The designated cash incentive award is generally calculated as a percentage of annual base salary. In 2012, the designated plan targets were: (i) for Mr. Boldt, CEO, one hundred percent (100%) of base salary actually paid, (ii) for Mr. Harrington, CFO, seventy-five percent (75%) of base salary actually paid, (iii) for Mr. Colson, SVP, seventy-five percent (75%) of base salary actually paid, (iv) Mr. Gydé, SVP, forty-five percent (45%) of base salary actually paid, and (v) for Mr. Reynolds, VP, fifty percent (50%) of base salary actually paid.

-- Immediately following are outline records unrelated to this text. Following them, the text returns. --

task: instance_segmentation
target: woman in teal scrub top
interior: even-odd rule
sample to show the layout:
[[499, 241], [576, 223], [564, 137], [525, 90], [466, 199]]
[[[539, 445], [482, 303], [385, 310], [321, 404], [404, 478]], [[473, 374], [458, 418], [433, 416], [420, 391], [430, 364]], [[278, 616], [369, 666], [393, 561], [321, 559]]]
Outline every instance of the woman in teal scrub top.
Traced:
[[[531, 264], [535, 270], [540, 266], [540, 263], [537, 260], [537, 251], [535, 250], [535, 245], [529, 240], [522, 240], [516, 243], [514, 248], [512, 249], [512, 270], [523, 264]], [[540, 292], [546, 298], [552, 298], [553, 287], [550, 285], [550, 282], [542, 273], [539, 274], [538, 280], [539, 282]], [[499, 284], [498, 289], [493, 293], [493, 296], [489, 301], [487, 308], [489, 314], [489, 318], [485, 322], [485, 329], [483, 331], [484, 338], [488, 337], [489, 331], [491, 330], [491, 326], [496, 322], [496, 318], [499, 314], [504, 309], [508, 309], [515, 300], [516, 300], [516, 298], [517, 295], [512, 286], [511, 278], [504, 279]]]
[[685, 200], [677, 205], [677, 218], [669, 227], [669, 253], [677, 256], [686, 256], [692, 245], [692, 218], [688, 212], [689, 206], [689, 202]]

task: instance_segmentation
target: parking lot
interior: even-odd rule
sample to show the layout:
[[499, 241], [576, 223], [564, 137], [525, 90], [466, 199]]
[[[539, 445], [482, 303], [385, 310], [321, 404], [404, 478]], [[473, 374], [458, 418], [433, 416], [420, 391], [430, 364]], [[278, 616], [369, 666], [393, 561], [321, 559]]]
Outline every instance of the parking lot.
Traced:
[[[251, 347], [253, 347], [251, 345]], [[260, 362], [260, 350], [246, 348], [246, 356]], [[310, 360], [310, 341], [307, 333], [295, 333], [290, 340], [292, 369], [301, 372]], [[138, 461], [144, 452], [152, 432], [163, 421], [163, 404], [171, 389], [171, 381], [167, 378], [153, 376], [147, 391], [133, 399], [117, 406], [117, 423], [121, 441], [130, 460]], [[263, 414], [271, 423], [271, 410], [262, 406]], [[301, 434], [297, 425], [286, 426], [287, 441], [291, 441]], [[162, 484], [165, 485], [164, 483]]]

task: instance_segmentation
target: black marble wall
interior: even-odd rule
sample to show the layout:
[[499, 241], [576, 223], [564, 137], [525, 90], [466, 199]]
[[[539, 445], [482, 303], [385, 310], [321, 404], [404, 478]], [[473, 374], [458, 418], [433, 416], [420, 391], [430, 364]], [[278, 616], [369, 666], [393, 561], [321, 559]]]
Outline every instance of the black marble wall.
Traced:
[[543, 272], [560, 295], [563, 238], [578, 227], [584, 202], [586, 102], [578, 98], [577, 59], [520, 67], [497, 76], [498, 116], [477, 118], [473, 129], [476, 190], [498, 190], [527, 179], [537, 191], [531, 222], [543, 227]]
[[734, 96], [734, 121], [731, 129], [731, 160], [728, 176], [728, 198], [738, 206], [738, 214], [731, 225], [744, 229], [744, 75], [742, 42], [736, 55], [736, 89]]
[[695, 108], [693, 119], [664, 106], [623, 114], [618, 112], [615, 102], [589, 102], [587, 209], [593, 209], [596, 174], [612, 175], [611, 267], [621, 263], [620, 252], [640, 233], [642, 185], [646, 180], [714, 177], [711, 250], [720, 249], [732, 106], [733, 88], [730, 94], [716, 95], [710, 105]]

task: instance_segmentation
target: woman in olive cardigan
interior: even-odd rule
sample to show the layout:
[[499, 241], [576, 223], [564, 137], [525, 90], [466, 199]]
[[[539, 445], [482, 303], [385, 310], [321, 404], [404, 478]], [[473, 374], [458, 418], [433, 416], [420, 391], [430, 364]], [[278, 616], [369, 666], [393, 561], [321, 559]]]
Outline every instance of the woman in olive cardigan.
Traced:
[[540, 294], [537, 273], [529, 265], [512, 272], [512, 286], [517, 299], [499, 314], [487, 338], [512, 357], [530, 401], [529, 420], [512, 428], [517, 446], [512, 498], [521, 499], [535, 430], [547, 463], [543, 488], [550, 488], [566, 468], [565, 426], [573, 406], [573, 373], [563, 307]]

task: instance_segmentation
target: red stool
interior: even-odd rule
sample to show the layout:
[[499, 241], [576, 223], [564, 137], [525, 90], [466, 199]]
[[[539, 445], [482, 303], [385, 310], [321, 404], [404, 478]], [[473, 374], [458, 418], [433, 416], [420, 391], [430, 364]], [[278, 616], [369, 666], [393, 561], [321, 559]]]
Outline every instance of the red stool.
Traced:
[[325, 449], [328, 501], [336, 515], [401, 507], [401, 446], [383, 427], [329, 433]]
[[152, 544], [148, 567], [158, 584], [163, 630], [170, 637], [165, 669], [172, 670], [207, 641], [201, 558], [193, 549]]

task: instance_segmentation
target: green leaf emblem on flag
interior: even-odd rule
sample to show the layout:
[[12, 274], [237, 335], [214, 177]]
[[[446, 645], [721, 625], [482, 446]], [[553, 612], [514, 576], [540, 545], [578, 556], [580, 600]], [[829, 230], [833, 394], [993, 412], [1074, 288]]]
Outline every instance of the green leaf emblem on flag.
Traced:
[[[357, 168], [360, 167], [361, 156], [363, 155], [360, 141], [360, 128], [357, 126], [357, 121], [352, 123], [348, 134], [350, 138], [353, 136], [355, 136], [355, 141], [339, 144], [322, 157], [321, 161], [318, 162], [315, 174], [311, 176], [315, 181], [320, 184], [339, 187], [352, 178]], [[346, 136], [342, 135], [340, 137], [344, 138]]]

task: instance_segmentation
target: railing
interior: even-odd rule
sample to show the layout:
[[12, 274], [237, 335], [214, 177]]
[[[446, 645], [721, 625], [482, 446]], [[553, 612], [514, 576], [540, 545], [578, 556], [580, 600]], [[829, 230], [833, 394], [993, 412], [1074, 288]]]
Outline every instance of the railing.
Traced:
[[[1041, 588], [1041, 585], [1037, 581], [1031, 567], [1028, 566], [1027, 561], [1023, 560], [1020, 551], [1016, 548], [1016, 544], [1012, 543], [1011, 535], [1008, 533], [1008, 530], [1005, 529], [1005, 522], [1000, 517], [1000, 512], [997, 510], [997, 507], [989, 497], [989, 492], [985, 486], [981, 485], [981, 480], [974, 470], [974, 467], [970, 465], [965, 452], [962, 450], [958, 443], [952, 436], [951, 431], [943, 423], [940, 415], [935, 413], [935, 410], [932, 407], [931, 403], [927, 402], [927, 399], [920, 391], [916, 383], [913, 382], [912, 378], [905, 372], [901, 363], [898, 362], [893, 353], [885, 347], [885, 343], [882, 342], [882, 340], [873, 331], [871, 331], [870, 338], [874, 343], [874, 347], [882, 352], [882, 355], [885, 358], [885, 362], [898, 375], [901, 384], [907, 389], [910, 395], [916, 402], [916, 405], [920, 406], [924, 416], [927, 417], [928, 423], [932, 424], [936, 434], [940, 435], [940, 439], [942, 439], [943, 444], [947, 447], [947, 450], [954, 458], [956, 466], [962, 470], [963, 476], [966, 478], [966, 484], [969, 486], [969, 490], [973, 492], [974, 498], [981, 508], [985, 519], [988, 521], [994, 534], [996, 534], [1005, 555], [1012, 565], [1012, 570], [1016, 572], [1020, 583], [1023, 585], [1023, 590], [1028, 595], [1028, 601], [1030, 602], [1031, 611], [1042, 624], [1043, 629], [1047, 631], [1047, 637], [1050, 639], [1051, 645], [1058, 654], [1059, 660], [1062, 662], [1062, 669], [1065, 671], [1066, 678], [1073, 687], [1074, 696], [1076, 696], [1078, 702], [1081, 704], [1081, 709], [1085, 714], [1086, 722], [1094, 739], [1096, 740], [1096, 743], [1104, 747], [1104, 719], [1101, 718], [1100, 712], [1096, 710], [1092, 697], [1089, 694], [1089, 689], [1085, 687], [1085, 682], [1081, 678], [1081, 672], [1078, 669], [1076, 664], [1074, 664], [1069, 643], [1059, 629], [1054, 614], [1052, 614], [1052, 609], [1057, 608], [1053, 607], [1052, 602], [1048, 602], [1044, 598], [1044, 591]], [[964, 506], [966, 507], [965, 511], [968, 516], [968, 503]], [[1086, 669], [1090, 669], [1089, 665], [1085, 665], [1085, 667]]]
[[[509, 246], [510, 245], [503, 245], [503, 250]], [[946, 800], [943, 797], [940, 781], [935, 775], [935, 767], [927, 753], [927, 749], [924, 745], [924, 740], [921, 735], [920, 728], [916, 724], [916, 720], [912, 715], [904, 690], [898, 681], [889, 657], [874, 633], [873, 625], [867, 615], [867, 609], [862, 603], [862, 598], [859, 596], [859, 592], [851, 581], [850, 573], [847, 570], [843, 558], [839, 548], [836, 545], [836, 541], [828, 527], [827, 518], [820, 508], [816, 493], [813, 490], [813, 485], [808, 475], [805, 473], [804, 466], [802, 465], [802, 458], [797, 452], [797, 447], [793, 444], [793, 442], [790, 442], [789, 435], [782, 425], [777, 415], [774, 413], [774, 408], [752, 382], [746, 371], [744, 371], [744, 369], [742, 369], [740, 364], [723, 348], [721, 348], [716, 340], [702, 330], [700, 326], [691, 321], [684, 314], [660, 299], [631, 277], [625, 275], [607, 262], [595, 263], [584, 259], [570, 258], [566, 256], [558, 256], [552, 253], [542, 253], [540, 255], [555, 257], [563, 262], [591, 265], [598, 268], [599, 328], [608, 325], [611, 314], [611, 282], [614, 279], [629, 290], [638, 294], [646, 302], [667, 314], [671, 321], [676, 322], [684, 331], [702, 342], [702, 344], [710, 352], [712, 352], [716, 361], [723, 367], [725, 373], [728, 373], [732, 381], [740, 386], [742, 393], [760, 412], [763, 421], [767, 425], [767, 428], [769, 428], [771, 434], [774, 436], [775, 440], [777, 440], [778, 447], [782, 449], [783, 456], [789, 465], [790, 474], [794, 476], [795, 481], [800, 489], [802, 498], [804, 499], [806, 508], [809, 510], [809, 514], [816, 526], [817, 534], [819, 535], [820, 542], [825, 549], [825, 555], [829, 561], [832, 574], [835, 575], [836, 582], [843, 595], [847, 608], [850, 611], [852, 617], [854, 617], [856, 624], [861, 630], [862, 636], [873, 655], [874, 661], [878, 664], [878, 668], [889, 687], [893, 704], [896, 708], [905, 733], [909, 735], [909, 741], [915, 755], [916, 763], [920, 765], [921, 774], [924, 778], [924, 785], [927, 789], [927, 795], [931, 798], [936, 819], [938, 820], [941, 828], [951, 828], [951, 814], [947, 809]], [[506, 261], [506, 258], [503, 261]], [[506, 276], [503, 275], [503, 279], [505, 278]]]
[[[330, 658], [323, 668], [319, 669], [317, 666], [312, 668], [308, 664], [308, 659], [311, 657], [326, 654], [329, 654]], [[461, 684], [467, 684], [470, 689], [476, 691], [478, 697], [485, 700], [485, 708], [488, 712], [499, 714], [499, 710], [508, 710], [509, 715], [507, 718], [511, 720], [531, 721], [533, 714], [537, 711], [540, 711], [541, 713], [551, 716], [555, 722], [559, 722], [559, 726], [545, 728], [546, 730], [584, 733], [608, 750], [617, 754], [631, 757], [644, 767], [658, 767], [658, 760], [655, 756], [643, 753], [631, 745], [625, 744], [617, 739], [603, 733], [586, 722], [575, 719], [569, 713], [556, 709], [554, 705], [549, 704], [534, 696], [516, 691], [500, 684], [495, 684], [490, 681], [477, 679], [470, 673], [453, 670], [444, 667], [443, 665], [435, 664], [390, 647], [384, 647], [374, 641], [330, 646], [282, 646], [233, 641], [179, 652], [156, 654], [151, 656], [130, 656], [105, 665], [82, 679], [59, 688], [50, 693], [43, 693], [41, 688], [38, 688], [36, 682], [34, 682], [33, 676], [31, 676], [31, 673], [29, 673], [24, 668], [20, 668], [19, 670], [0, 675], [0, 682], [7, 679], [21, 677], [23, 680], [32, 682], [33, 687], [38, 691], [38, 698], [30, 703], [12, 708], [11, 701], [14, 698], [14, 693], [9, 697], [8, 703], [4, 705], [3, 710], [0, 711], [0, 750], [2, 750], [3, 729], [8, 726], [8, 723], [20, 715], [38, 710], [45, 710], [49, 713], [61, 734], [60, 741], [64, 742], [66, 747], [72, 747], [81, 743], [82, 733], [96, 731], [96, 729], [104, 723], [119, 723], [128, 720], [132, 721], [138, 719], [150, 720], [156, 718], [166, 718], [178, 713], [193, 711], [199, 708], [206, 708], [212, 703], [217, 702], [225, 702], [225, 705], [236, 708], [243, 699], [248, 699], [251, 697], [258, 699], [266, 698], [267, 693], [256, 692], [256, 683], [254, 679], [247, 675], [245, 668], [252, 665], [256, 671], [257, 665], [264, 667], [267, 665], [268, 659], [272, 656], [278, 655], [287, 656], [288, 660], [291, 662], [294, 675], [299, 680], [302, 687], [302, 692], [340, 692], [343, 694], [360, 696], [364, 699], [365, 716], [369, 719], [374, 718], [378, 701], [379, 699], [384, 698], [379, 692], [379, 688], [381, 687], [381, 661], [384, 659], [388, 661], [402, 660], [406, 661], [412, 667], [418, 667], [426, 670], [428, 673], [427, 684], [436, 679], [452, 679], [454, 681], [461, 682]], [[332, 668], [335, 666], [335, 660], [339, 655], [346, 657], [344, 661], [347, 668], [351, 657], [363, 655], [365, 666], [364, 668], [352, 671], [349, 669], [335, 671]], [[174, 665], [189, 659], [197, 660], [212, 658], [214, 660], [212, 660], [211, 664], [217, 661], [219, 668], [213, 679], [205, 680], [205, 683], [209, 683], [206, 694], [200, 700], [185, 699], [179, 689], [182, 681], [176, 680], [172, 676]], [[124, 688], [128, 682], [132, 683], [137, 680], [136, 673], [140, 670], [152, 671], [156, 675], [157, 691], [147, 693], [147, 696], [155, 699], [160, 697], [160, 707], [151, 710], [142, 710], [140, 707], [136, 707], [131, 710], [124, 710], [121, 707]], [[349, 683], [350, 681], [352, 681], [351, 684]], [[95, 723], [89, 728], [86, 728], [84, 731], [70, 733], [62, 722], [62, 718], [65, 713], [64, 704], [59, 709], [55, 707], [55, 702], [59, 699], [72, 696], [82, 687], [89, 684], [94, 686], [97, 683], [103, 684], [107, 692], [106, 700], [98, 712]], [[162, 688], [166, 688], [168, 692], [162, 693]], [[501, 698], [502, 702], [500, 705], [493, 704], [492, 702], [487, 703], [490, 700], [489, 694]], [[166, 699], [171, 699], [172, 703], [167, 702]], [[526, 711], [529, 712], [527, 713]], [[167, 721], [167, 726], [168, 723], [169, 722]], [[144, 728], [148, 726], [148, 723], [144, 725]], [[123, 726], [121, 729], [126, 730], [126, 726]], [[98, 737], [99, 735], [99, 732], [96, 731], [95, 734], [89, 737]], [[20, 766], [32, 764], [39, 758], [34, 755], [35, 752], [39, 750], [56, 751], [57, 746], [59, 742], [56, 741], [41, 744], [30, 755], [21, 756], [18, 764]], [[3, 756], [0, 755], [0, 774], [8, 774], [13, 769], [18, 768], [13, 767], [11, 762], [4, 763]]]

Certain executives are also eligible to receive a Company contribution under the Company’s deferred compensation plan in an amount equal to a specified percentage of the sum of the executive’s 2012 Base Salary and Incentive compensation. Payment of the Company’s contribution is contingent on the accomplishment of certain operating income performance targets recommended by the CEO and approved by the Compensation Committee of the Board of Directors. Specifically, awards were based upon attainment of actual consolidated operating income compared to a target of $22.5 million in 2012. A five percent contribution would be earned for 90 percent attainment of the target, a 7.5 percent contribution would be earned for attainment between 90 and 110 percent of the target, and a 10 percent contribution would be earned for attainment of more than 110 percent of the target. In 2012, for those executives chosen to participate in the plan, the Company’s contribution percentage was 7.5 percent of the annual amounts received from both base salary and annual incentive amounts, or cash compensation, as the Company’s operating income attainment was 108.7 percent of the annual target of $22.5 million.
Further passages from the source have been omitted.